Tuscany

By Amalarian

FROM WHERE I SIT -- NO. 5 AND FINAL

Am all stressed out. The server has been down for 36 hours. This is the last in the series.

This is an old Vermont Castings stove. It heats the whole house. Where I sit next to it becomes too much of a hot seat and I have to move. It is sitting on top of locally quarried stone which has fossils of plants in it.

The fireplace itself is new in that we had it built. The original one was in the kitchen. It is traditional, however. Tuscan fireplaces are very shallow, which is wise because more heat comes out into the room than from deep ones.

The mantle piece is fairly old, c. 1800. An acquaintance found it in a barn and we bought it. It was dry, split, the wood was grey and it has patches of red lead paint on it. Who turned it into the beautiful thing you see today. It was not Himself. I glued and clamped it to close the cracks, filled the many nail holes, removed the red paint, smoothed it with fine steel wool and applied coat after coat of staining wax. It's just one of those things I did before I got onto the internet.

The copper fire dogs do not look right but I couldn't part with them. I bought them at auction in Norfolk. They're Dutch and were once silver plated. So then, they were once very posh and probably stood in front of a lovely, tiled fireplace. I found the copper kettle in an old water mill. It was black and cost nothing. It is Victorian.

The lions on the mantle piece are from the Rait Antiques Centre in Scotland and were bought by Himself.
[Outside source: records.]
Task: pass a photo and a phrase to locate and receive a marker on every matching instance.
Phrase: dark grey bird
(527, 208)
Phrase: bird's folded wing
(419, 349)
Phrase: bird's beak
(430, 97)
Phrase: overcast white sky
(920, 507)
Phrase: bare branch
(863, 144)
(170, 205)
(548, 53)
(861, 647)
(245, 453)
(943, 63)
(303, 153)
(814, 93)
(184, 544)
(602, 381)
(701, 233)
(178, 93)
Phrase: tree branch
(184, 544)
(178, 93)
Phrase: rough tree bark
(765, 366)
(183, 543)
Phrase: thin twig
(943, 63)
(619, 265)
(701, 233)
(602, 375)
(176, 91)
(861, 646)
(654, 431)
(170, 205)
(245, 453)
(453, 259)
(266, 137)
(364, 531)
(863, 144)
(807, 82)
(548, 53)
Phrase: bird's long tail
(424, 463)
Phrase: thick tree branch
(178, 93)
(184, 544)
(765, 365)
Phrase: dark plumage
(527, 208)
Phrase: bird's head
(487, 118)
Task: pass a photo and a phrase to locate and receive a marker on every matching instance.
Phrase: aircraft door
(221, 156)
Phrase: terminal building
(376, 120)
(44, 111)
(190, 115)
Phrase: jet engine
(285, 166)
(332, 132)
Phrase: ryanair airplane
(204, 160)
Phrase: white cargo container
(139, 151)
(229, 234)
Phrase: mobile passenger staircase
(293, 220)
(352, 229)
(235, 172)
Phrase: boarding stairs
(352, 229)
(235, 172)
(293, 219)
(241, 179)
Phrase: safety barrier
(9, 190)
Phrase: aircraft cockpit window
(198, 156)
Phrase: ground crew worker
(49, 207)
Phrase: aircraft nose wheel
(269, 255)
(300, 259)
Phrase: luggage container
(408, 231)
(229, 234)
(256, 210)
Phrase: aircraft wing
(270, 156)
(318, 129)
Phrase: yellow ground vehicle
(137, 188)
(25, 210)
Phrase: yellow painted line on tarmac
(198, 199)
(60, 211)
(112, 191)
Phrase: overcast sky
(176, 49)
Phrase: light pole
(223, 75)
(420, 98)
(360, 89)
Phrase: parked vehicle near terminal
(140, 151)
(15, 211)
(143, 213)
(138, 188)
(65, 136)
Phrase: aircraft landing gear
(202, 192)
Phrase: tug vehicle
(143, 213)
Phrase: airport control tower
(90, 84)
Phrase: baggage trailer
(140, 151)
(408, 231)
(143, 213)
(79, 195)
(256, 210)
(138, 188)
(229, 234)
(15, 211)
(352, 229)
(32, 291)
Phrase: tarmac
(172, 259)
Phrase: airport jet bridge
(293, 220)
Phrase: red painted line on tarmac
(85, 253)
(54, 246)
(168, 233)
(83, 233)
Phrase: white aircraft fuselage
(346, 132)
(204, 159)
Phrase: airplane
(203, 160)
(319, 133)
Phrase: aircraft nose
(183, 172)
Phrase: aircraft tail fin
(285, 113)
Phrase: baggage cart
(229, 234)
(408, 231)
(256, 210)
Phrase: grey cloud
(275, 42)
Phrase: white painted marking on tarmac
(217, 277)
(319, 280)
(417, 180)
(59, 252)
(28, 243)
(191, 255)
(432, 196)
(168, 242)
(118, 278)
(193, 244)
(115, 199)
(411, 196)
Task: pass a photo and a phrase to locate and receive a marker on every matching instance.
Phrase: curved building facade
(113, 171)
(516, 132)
He is a Leo and collects lions. I am lucky he was not born a scorpion or a crab. The fire iron has a brass lion at the top. See, I told you. The ball between the lions is Indian and bought in the street for two euros.

The little bronze snuff box to the right of the lions has stamped onto it: "O that men should put an enemy into their mouths to steal away their brains." It is from Macbeth. I love the sentiment. The round snuff box is made of wood and rolled paper tubes. It's Victorian.

The metal jug is engraved with a tree within a circle and the word FRAXINUS. Fraxinus is Latin for ash tree. I have no idea whose crest it is.

The pottery jug has a dog and cat on it and the cat says, "It is years since last we met." Himself bought that, too.

We once used the black pot for peats; now we use it for wood. The brush on the floor is a standard hearth brush which I didn't know was there until I saw the pics on the screen.

Now, to figure out how to back blip for yesterday.